O Governo alega questões técnicas que dificultam a instalação para os chamados batalhões convencionais, e reconhecem que não há previsão de cronograma de instalação nos Batalhões Especiais, Bope e Core.
Manifestação
Joanna Raphael, 63 anos, educadora e militante da Educafro, uma rede de cursos preparatórios de negros e periféricos ao ensino superior, esteve no ato.
“A demanda trazida é justa, porque o rapaz não era criminoso e a mídia noticiou que sim. É por isso que a Educafro tem militado em todo território nacional, para fortalecer a demanda popular e buscar apoios para que se cumpra a lei para uso de câmeras nos uniformes das polícias, com objetivo de se combater os desvios e proteger os moradores de favela”.
Joana entende que as câmeras não irão acabar com os atos criminosos, mas podem servir para inibir os maus agentes.
Milla Neves, 27 anos, produtora cultural do Palácio das Artes, grupo periférico, demonstrou bastante revolta com a morte do jovem Matheus.

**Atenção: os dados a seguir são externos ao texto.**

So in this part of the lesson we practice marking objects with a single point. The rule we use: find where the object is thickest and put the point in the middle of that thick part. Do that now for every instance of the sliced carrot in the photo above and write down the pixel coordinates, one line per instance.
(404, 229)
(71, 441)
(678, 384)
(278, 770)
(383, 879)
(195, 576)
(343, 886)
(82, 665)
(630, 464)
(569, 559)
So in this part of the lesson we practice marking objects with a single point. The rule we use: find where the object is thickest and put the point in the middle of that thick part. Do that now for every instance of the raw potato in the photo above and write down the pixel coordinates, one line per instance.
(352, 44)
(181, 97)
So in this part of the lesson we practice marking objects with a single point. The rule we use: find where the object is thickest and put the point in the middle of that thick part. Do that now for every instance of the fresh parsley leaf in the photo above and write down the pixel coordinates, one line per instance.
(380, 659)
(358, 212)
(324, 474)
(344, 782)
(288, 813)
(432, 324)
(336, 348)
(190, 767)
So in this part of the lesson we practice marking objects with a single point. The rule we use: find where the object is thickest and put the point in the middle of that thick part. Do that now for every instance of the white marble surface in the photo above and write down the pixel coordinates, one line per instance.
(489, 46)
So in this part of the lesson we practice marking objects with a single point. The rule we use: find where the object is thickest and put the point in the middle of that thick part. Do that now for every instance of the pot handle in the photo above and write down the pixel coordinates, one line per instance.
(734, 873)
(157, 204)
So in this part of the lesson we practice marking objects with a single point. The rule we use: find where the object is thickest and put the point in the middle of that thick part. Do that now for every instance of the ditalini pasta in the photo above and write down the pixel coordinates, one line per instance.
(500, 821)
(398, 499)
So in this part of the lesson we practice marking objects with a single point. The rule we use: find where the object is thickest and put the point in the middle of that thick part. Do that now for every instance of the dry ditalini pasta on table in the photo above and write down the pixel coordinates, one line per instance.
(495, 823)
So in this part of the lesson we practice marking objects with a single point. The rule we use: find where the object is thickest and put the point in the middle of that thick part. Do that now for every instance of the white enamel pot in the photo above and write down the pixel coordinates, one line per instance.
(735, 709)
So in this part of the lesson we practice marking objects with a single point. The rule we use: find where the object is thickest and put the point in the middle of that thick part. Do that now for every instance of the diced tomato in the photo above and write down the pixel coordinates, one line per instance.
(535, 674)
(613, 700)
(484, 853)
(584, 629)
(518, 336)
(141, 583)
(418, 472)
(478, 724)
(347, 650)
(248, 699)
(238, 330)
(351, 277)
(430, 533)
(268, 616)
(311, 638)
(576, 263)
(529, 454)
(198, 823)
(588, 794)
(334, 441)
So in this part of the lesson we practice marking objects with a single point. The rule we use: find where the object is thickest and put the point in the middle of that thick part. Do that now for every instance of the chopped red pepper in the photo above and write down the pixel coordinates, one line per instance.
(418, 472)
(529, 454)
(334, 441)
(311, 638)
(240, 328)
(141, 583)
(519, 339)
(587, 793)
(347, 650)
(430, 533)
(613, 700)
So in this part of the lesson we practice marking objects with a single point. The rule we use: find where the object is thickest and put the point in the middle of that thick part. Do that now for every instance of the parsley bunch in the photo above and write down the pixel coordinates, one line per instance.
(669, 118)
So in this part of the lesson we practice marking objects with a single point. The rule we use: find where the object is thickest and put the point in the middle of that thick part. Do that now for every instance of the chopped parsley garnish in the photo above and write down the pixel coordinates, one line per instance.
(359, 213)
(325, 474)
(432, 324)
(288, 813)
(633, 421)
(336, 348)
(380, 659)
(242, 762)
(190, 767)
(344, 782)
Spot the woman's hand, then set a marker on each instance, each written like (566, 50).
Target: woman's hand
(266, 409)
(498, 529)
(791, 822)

“Mais um, né? Há dois anos atrás, fizemos um ato pela prisão de três jovens, por identificação fotográfica, nesta mesma época, aqui em Niterói. Três inocentes. E agora, uma execução, onde a PM utiliza a imagem de uma Websérie para argumentar que o jovem era bandido.”
Milla, que é militante do grupo Vidas Negras importam, entende que o grande objetivo da manifestação é abrir um diálogo real da sociedade niteroiense com a polícia, para que esta dê resposta efetivas sobre os responsáveis não só desta morte, mas de tantas outras.
” É importante que a gente cobre o uso das câmeras nos uniformes para não só punir os policiais, mas trabalhar todo o sistema e assim diminuir a letalidade e prisões ilegais que estão acontecendo, já que temos registros que em outras regiões do Brasil houve melhoras significativas com a adoção deste método”.
Benny Brioly, 31 anos, vereadora de Niterói, defende que esta morte é mais uma expressão do racismo estrutural, que é o “Estado de barbárie genocida”. Ela é a primeira vereadora transexual da cidade.
“O Brasil tem uma lógica racista que coloca o corpo das pessoas negras, principalmente da juventude preta e periférica, sobre alvo de marginalização”.
Segundo ela, “o Estado precisa dar uma resposta para esse crime, assim como precisa dar uma resposta para todas as evidências que são nítidas e concretas do extermínio da juventude preta, pobre e periférica no Brasil”.
Crystal Carvalho de Souza, 26 anos, tatuador e morador do Morro do Palácio, zona sul de Niterói, também participou da manifestação. Ele testemunha o temor que sente em ser um jovem negro e periférico.
“Todo dia subo e desço a favela preocupado se a polícia vai passar. Se a polícia vai me confundir. Eu não quero ver minha mãe chorar, minha família chorar… Poderia ser minha família aqui.”
Ele relata que “outros jovens negros voltando do trabalho foram vitimados e essa reivindicação de se instalar as câmeras nos uniformes dos policiais é uma forma de fiscalizar o trabalho da polícia, que é extremamente racista”.